Joanne Ciccarello – Staff
Cambridge, Mass.
Amy Smith is not an easy person to track down. Even during the school year, this inventor and instructor at the Massachusetts Institute of Technology hops over to remote African towns and Latin American villages.
When she is on campus, the best bet for finding Ms. Smith is in her basement laboratory – a cluttered workshop with a long whiteboard, exotic souvenirs, and basic tools – known as D-Lab.
Unlike most of MIT, Smith's workshop is far from cutting-edge. There are no next-gen computers, no vials of polysyllabic chemicals, no fancy equipment. The space is decidedly low-tech – and that's the point. D-Lab students pinpoint practical problems in the developing countries and then brainstorm and build solutions. Because the people they are trying to help are below the poverty line, the class's inventions must be simple, effective, and most important, inexpensive.

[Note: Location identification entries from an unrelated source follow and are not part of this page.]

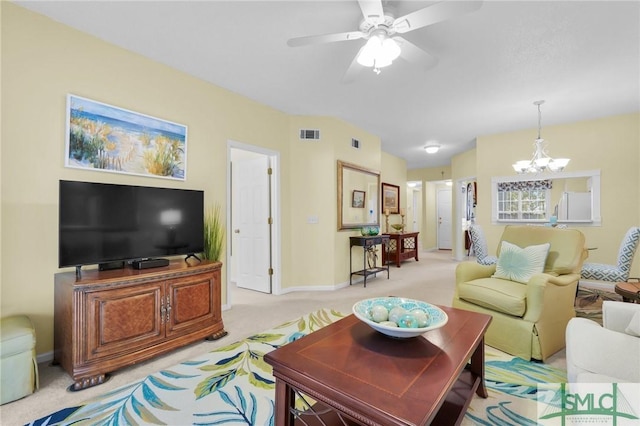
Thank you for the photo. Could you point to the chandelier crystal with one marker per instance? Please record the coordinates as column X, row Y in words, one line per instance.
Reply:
column 541, row 161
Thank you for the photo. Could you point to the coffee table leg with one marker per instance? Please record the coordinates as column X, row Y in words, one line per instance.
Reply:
column 477, row 368
column 284, row 401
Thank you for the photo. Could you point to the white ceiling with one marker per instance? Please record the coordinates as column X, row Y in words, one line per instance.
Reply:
column 582, row 57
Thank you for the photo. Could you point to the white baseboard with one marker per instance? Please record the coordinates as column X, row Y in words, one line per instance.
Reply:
column 45, row 357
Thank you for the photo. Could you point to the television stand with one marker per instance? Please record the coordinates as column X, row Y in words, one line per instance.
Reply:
column 107, row 320
column 149, row 263
column 192, row 255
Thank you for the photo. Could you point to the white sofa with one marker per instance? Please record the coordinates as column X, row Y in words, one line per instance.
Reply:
column 605, row 354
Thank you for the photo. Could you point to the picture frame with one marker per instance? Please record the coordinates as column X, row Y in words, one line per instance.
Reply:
column 390, row 198
column 103, row 137
column 358, row 199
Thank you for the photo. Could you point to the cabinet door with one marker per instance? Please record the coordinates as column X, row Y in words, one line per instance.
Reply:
column 121, row 320
column 194, row 303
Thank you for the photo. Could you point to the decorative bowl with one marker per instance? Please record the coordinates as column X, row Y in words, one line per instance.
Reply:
column 369, row 230
column 437, row 317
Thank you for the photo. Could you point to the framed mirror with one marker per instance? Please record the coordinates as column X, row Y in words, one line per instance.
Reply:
column 565, row 197
column 358, row 196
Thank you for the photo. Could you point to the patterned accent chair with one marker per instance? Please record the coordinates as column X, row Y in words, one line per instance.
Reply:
column 620, row 271
column 479, row 246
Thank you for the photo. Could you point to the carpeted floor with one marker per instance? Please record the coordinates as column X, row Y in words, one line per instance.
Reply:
column 431, row 279
column 233, row 385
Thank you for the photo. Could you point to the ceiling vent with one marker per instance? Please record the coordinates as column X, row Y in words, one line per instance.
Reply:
column 309, row 134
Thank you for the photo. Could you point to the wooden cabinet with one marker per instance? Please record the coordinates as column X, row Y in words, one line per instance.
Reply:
column 106, row 320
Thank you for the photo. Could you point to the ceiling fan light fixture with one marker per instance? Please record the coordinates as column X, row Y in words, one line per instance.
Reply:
column 379, row 52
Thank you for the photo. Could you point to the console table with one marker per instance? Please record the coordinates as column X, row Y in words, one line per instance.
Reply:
column 401, row 247
column 368, row 244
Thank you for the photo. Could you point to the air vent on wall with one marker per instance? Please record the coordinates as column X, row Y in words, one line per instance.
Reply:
column 310, row 134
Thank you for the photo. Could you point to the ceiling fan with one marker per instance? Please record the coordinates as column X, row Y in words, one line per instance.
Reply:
column 382, row 31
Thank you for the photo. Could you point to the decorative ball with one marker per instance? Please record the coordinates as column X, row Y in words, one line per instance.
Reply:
column 395, row 313
column 407, row 321
column 379, row 313
column 421, row 317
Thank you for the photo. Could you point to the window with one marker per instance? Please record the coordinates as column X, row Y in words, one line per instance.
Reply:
column 523, row 201
column 573, row 197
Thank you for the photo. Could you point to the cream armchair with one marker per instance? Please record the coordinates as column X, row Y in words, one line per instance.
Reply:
column 609, row 353
column 529, row 319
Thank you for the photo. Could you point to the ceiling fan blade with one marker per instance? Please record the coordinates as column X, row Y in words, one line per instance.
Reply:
column 414, row 54
column 353, row 70
column 326, row 38
column 372, row 11
column 433, row 14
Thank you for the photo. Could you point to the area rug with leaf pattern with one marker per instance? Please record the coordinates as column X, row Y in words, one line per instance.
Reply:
column 233, row 385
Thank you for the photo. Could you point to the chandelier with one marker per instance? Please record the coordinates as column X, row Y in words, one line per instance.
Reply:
column 379, row 52
column 541, row 160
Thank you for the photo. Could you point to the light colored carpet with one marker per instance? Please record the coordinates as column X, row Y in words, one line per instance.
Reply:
column 431, row 279
column 234, row 385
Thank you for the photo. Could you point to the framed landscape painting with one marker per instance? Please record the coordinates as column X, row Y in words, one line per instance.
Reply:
column 390, row 198
column 107, row 138
column 357, row 199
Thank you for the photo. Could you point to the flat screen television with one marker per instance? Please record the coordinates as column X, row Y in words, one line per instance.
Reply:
column 103, row 224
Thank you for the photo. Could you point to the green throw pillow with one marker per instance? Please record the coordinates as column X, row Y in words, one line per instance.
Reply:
column 519, row 264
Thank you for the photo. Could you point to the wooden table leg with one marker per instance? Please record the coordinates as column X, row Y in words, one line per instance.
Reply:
column 284, row 401
column 477, row 367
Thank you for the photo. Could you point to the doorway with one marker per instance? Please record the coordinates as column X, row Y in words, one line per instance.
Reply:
column 444, row 218
column 253, row 254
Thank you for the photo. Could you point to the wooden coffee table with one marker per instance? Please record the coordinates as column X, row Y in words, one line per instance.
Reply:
column 367, row 378
column 630, row 292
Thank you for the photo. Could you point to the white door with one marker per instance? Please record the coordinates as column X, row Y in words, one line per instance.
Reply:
column 252, row 227
column 444, row 219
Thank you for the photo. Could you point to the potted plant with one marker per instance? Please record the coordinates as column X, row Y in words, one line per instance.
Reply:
column 213, row 233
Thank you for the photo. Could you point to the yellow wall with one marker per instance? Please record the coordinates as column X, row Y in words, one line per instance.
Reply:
column 610, row 144
column 320, row 253
column 43, row 61
column 429, row 222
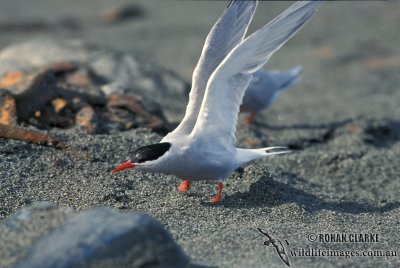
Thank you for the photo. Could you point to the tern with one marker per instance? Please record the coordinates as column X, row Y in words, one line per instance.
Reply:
column 265, row 88
column 202, row 147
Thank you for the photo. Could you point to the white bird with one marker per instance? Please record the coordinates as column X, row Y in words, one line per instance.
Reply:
column 265, row 88
column 202, row 147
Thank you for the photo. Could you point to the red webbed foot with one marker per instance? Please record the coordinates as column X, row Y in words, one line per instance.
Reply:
column 184, row 186
column 219, row 195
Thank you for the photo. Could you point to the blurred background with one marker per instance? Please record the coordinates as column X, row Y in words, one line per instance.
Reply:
column 172, row 33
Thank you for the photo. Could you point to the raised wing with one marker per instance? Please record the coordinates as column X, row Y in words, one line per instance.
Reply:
column 226, row 86
column 266, row 86
column 227, row 32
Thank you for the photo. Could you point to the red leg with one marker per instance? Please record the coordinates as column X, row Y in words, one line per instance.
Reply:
column 218, row 197
column 184, row 186
column 250, row 119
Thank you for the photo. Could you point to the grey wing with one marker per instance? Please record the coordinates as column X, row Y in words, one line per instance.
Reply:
column 226, row 86
column 266, row 86
column 227, row 32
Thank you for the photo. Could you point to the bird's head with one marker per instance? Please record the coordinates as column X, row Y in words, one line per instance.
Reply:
column 143, row 155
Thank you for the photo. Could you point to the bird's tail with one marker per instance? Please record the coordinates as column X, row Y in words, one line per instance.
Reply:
column 247, row 155
column 285, row 79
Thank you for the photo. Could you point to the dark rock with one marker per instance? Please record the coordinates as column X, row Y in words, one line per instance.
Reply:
column 42, row 89
column 72, row 69
column 8, row 110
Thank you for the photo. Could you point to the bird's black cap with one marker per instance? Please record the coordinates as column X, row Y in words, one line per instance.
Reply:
column 150, row 152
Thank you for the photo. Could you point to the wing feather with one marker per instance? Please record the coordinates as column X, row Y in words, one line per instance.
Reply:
column 227, row 32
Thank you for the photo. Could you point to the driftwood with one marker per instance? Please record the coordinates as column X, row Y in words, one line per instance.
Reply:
column 19, row 133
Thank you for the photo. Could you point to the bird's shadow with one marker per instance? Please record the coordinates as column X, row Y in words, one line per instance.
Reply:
column 330, row 125
column 267, row 192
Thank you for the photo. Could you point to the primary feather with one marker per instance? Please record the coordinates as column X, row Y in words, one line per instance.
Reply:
column 227, row 32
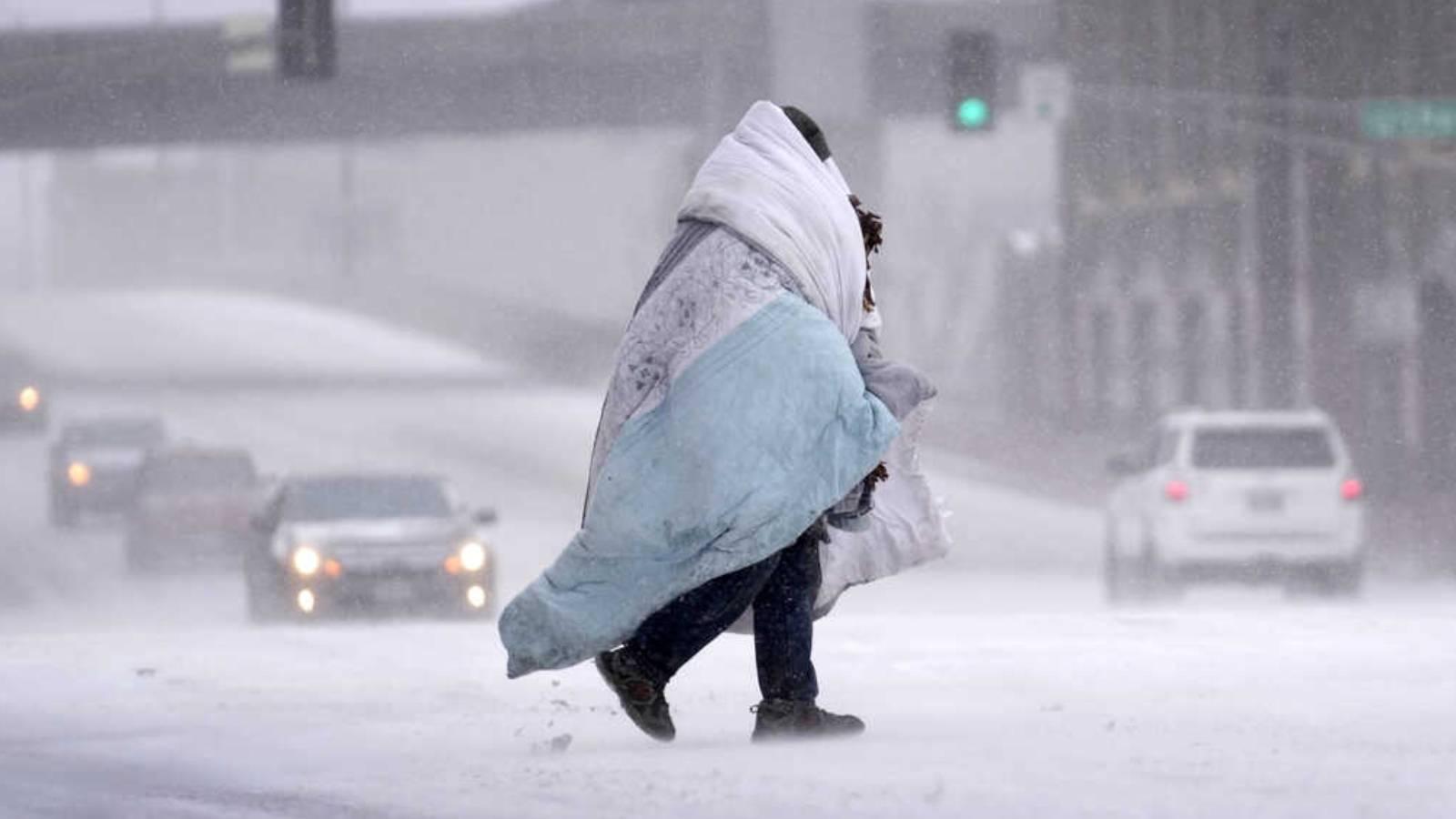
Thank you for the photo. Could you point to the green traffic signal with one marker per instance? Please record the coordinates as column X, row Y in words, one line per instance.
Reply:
column 973, row 113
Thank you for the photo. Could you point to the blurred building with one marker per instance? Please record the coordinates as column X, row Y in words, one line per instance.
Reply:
column 521, row 167
column 1241, row 229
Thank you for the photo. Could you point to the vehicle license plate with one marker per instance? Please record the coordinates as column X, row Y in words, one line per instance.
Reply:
column 393, row 591
column 1267, row 501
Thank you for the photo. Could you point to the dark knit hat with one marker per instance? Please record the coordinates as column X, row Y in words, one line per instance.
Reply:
column 810, row 128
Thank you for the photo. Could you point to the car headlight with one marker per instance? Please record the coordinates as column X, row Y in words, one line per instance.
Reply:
column 472, row 555
column 306, row 560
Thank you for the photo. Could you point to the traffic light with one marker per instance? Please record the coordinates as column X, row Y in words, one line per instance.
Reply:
column 972, row 72
column 308, row 48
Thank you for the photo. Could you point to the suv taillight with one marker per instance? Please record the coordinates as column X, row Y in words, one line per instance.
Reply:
column 1351, row 490
column 1176, row 491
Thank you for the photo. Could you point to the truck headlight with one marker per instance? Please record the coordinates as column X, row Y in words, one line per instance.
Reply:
column 306, row 561
column 472, row 555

"What people need is usually completely different from what we imagine sitting here in America," says Jodie Wu, a mechanical engineering junior, whose group went on a school-sponsored trip to Tanzania over winter break. The idea for her current project – a mobile, pedal-powered corn sheller – came from a conversation with a Tanzanian bike mechanic.
The D in D-Lab stands for three things – development, design, and dissemination – and each is the theme of a different semester-long class.
The first class travels to developing countries and identifies issues that the lab can tackle during the next term. For example, in heavily deforested countries, the students found an alternative to firewood.
The design class – often filled with different kids – takes on the practical engineering. Here they planned and built a charcoal-briquette maker, a metal press that can make clean-burning fuel out of agricultural waste. "It could be corncobs in Tibet and sugar-cane waste in Haiti," says Derek Brine, a teaching assistant.
The third phase takes the students' work and deploys it across the globe.
"These classes are the ones I wish I could have taken during my time here [as a student]," says Smith, herself an MIT-trained mechanical engineer.
D-Lab forces students to set aside their high-tech training. "Though it appears like a step backward in terms of technology, you are moving forward because you learn to do more with less," says Ms. Wu.
This design process takes many rounds of revision. For instance, the briquettemaker was originally a foot-long piston. After many prototypes and field tests, the models got smaller and cheaper. The final six-centimeter-long version inspired a mantra for the D-Lab crew: "When you have to go to a tenth of the cost, reduce the material by 90 percent." Paring down certainly helped in this case – the tool, originally $20, is now only $2.
Smith has built her career on this style of practical solutions. In 2004, she won a MacArthur Fellowship – often called the "genius award" – for creative uses of simple technology to solve everyday problems in developing countries. Smith's early inventions grew out of her four years in Botswana, volunteering for the Peace Corps. Her electricity-free incubator – an icebox packed with phase-change pellets – keeps samples warm for 24 hours and is an integral part of inexpensive water-testing kits.
Smith's travel continues, but often with teams of students in tow. She has developed a growing, global network of community partners. Each summer, indigenous inventors from across the world come to a design summit hosted by D-Lab to exchange know-how and ideas. Clearly, D also stands for dialogue.
Within a decade, Smith has transformed this cramped basement into a wellspring of ingenious, low-cost inventions. In a sense, says engineering junior Kendra Johnson, Smith's best invention yet is the D-Lab itself.